Expediency and me-tooism are trapdoors opening onto credibility gaps of political defeat. If the moderates believe they have better ideas and grass-roots majorities, then prove it. They’ll then have no stronger weapon in changing national party policy. Let’s have at it about what it means to be a Republican.
* Traditional values matter: Our embrace of them is a defining difference between the two parties.
Christian fundamentalists were the most loyal block of Republican voters in 1992. Conservative Democrats are attracted to us because of them. While abortion isn’t the only values issue, repeated post-election national surveys demonstrate that more votes were cast for pro-lifer George Bush then pro-choice Bill Clinton among voters who voted solely because of the abortion issue. Conservatives have a family values plank with proven voter appeal. Moderates don’t.
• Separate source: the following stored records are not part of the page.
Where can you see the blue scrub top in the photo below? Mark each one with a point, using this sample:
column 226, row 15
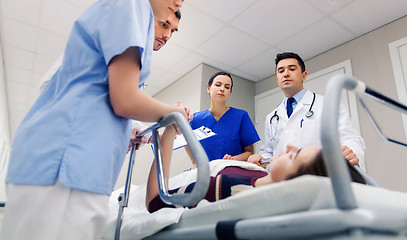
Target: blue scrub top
column 234, row 131
column 71, row 133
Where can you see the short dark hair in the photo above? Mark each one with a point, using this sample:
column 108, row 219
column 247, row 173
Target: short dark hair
column 178, row 14
column 317, row 167
column 285, row 55
column 220, row 73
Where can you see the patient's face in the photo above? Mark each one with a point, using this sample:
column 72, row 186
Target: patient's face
column 287, row 163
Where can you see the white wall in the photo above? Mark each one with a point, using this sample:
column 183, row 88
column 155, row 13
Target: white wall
column 4, row 131
column 371, row 63
column 191, row 91
column 186, row 90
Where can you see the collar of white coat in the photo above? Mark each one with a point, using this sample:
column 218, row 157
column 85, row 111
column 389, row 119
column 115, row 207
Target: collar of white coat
column 306, row 100
column 298, row 97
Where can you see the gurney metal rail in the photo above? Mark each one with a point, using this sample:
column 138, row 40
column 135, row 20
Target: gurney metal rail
column 200, row 157
column 346, row 221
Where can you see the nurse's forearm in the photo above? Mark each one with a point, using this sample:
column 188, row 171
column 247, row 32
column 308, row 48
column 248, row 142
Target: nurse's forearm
column 125, row 96
column 243, row 156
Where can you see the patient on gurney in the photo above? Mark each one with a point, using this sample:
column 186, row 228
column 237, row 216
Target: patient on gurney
column 232, row 179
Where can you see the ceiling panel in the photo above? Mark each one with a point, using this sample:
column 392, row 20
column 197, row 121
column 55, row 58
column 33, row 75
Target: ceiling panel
column 231, row 46
column 26, row 11
column 317, row 38
column 195, row 28
column 274, row 21
column 216, row 8
column 360, row 18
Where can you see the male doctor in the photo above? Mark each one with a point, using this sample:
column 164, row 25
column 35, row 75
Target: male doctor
column 295, row 122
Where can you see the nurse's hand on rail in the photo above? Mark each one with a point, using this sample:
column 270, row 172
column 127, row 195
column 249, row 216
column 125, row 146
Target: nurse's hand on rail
column 135, row 140
column 350, row 155
column 255, row 158
column 228, row 157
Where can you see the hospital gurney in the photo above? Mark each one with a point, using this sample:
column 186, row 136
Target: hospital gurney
column 186, row 199
column 308, row 207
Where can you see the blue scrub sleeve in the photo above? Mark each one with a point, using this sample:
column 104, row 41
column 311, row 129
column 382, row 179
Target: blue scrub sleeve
column 248, row 133
column 133, row 18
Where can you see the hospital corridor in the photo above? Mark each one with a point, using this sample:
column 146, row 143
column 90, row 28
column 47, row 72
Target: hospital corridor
column 203, row 119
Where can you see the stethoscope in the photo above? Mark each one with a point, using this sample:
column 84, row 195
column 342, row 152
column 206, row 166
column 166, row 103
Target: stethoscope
column 277, row 119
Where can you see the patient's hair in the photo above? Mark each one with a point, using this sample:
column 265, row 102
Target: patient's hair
column 220, row 73
column 285, row 55
column 318, row 168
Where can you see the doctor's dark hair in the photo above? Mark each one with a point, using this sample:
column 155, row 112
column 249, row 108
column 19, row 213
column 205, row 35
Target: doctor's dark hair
column 285, row 55
column 317, row 167
column 221, row 73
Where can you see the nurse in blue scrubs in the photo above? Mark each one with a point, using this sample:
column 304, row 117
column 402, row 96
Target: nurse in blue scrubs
column 235, row 132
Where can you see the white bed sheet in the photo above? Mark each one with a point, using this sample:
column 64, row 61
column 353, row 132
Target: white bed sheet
column 138, row 222
column 297, row 195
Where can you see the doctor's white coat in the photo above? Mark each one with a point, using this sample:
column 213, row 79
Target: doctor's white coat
column 301, row 131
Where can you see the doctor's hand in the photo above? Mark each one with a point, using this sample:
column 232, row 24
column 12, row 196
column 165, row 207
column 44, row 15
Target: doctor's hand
column 137, row 141
column 255, row 158
column 228, row 157
column 350, row 155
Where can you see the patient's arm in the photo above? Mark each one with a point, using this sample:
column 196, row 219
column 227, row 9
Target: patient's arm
column 167, row 142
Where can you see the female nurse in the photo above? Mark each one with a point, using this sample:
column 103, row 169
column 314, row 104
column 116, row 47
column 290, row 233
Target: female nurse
column 235, row 132
column 69, row 148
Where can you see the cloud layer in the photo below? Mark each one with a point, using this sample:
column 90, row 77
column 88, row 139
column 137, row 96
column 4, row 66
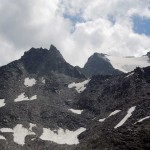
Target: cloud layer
column 78, row 28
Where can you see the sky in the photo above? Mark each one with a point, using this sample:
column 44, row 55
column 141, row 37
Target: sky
column 78, row 28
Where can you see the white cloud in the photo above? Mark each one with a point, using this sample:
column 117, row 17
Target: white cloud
column 106, row 27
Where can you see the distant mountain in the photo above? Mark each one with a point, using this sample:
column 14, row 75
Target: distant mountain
column 47, row 104
column 43, row 61
column 103, row 64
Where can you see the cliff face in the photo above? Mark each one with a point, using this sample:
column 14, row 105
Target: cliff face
column 45, row 103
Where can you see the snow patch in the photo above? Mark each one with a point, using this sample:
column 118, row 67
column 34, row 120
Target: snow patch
column 129, row 75
column 29, row 82
column 76, row 111
column 114, row 112
column 142, row 119
column 128, row 64
column 80, row 87
column 2, row 137
column 22, row 97
column 43, row 80
column 129, row 114
column 62, row 136
column 19, row 133
column 102, row 120
column 111, row 114
column 2, row 102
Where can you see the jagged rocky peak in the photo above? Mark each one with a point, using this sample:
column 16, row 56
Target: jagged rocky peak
column 43, row 61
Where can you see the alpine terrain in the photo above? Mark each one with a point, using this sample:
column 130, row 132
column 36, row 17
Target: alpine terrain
column 47, row 104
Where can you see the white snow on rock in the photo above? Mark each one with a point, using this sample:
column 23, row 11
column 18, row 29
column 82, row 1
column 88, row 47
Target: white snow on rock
column 19, row 133
column 76, row 111
column 80, row 87
column 129, row 75
column 2, row 103
column 62, row 136
column 128, row 64
column 143, row 119
column 129, row 114
column 114, row 112
column 2, row 137
column 43, row 80
column 22, row 97
column 111, row 114
column 102, row 120
column 29, row 82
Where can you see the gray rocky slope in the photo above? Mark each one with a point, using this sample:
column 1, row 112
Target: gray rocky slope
column 41, row 110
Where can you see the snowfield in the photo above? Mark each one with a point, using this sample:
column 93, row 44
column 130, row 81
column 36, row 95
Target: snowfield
column 22, row 97
column 19, row 133
column 76, row 111
column 2, row 137
column 29, row 82
column 111, row 114
column 128, row 64
column 80, row 87
column 143, row 119
column 62, row 136
column 129, row 114
column 2, row 103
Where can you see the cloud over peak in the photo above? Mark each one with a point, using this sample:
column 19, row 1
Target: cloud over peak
column 78, row 28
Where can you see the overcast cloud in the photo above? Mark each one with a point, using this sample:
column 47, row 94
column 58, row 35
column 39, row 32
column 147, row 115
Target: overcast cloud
column 78, row 28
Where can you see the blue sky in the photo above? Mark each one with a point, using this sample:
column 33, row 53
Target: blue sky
column 78, row 28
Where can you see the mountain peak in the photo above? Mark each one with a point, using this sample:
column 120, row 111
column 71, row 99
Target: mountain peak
column 43, row 61
column 98, row 63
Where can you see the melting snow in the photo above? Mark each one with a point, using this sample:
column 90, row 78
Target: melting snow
column 2, row 102
column 127, row 64
column 19, row 133
column 114, row 112
column 29, row 82
column 102, row 120
column 76, row 111
column 43, row 80
column 62, row 136
column 2, row 137
column 143, row 119
column 129, row 75
column 111, row 114
column 23, row 98
column 130, row 111
column 80, row 87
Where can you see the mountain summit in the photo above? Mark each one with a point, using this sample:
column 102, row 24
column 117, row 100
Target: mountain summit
column 47, row 104
column 43, row 61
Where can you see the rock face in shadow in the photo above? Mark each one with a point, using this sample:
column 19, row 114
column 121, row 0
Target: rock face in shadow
column 98, row 64
column 148, row 54
column 54, row 100
column 43, row 61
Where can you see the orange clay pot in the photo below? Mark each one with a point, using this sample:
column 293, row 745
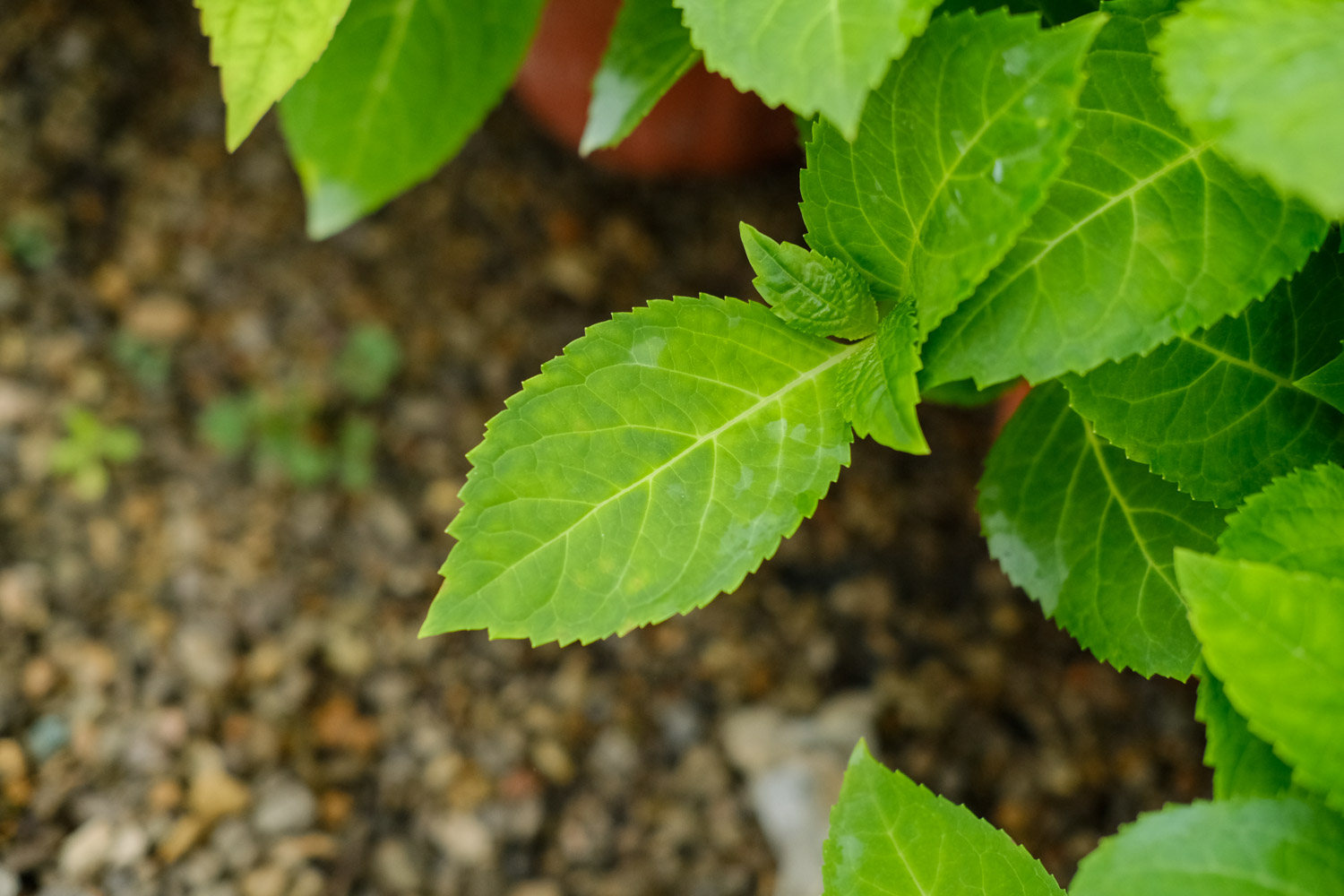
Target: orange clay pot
column 1007, row 405
column 701, row 126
* You’ll be awful lonely in the other party: On the need for lower taxes, smaller government, strong overseas and defense policies, safer streets and the death penalty, choice in education and balanced economic growth there is broad agreement across the Republican political spectrum.
Face it, our disputes are largely around social issues. Conservatives didn’t leave the party over these issues in the ‘60s and ‘70s, why should the moderates? Stay and fight. If you lose but still agree with the majority of the other issues, then come down from the hills and stick with us.
Fight another day--but not on General Election Day.
* Yes, Virginia, there is a Santa Claus, and he eats at McDonald’s: We’re good at rallying to defeat adversity.
Bill Clinton and his one-party rule in Washington is already serving up our best chance to quit bickering and concentrate on winning. So far, the tax and spending policies of the Clinton Administration are making us feel it’s Carter time all over again. Let’s not blow it.
* Don’t be a sore loser or a poor winner: When the conventions and primary battles are over, swallow hard if you must, but remember every Republican has something to contribute to our victory--whether it’s shoe leather, a telephone, an idea or a dollar. And conservative or moderate Republican officeholders are always preferable to liberal Democrats.
Kathryn Thompson may have been very public about her support for Bill Clinton but, go ahead and admit it, we all know conservative Republicans who quietly joined her or jumped ship to Perot, don’t we?
We want them all back.
Thompson has good ideas on capital investment, development and privatization. But by the same token, when the primary was over, Kathryn, Judy Ryan and Eileen Padberg should have endorsed Dornan in the general election. He’s got an awful lot in common with them on defense and foreign affairs.
So get ready, the next three years will be challenging, invigorating and healthy for our party at all levels.
Moderates will once again do battle with conservatives over a new presidential nominee, national platform and nearly everything else in between. This is nothing new. It is reminiscent of 1977 through 1980, indeed the entire post-World War II history of the Republican Party.
The only question is whether we, as party members, will seek retribution ('64, ’76 and ’92) or reconciliation ('68, ’80). Ronald Reagan knew. Don’t you?